Su antiguo compañero de escuela.

PERCY PHELPS

Al leer esta carta hubo algo que me emocionó; esas reiteradas súplicas para que le llevara a Holmes tenían algo de lastimoso. Así que, con lo emocionado que estaba, incluso aunque hubiera sido un asunto difícil, lo hubiera intentado; pero, por supuesto, sabía perfectamente que Holmes amaba tanto su trabajo, que estaba siempre tan dispuesto a prestar ayuda, como dispuesto estaba su cliente a recibirla. Mi mujer estaba de acuerdo conmigo en que no se debía perder un momento en exponerle el asunto, así que una hora después de desayunar me encontraba de nuevo, una vez más, en las viejas habitaciones de Baker Street.

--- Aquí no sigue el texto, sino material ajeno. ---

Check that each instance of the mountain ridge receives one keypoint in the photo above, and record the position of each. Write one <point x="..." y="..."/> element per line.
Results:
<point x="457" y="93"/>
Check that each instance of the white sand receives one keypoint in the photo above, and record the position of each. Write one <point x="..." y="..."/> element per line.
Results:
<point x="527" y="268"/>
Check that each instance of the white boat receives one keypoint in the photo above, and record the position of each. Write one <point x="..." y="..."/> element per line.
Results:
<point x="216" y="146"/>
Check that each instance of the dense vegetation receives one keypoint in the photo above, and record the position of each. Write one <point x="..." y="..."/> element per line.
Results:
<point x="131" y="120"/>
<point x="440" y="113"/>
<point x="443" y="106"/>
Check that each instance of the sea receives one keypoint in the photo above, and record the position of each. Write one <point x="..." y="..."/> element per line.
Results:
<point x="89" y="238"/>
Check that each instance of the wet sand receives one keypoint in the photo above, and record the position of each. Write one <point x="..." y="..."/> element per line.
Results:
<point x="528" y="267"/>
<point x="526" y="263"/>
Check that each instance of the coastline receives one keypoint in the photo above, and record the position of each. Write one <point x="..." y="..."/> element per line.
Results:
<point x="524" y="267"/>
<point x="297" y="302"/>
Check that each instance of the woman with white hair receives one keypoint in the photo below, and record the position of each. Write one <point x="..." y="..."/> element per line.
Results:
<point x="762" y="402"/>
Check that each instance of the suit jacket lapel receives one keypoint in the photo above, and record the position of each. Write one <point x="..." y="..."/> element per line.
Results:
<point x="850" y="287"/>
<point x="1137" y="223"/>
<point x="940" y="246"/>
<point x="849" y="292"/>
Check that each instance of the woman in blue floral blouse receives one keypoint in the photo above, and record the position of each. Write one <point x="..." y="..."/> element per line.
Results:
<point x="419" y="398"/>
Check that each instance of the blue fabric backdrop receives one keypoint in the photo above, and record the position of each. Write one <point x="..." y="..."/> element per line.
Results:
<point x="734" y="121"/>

Holmes, ataviado con un batín, estaba sentado en su mesa de trabajo, trabajando afanosamente en una investigación química. Una larga y curvada retorta estaba hirviendo furiosamente sobre la llama azulada del mechero de Bunsen y las gotas destiladas se iban condensando en una medida de dos litros. Mi amigo apenas levantó la vista cuando entré y, viendo que su investigación debía de tener mucha importancia, me senté en un sillón y esperé. Introducía su pipeta de cristal en una botella y en otra, extrayendo de ellas unas cuantas gotas, finalmente puso sobre la mesa un tubo de ensayo que contenía cierta solución. En la mano derecha tenía un trocito de papel de tornasol.

—Llega en un momento crítico, Watson —dijo—. Si el papel permanece azul, es que todo va bien. Si se pone rojo, significa la vida de un hombre —lo introdujo en el tubo de ensayo y el papel adquirió un color carmesí apagado y sucio—. ¡Hum!, ya me lo había imaginado yo —exclamó—. En seguida estoy con usted, Watson. Encontrará tabaco en la babucha persa.

Se volvió hacia su escritorio y escribió varios telegramas, que entregó al botones. Tras esto se dejó caer en la silla que estaba enfrente de mí, levantando las rodillas hasta que sus manos estrecharon sus largos y finos tobillos.

—Un pequeño asesinato de lo más común —dijo—. Imagino que usted tiene algo mejor. Parece anunciar un crimen. ¿Qué pasa, Watson?

Le alargué la carta, que leyó con la máxima atención.

—No dice mucho, ¿verdad? —observó, mientras me la devolvía.

—Casi nada.

—Y, sin embargo, la caligrafía es interesante.

—Pero si no es la suya.

—Precisamente por eso, es la de una mujer.

—¡No, seguro que es la de un hombre!

—No, la de una mujer; una mujer de carácter singular. Mire, al inicio de una investigación tiene su importancia saber si el cliente tiene una relación íntima con alguien que, para bien o para mal, posee una naturaleza excepcional. Esto me ha despertado un interés en el caso. Si está usted preparado, partiremos en seguida para Woking y veremos a ese diplomático cuya situación es tan funesta y a la dama a quien dictó su carta.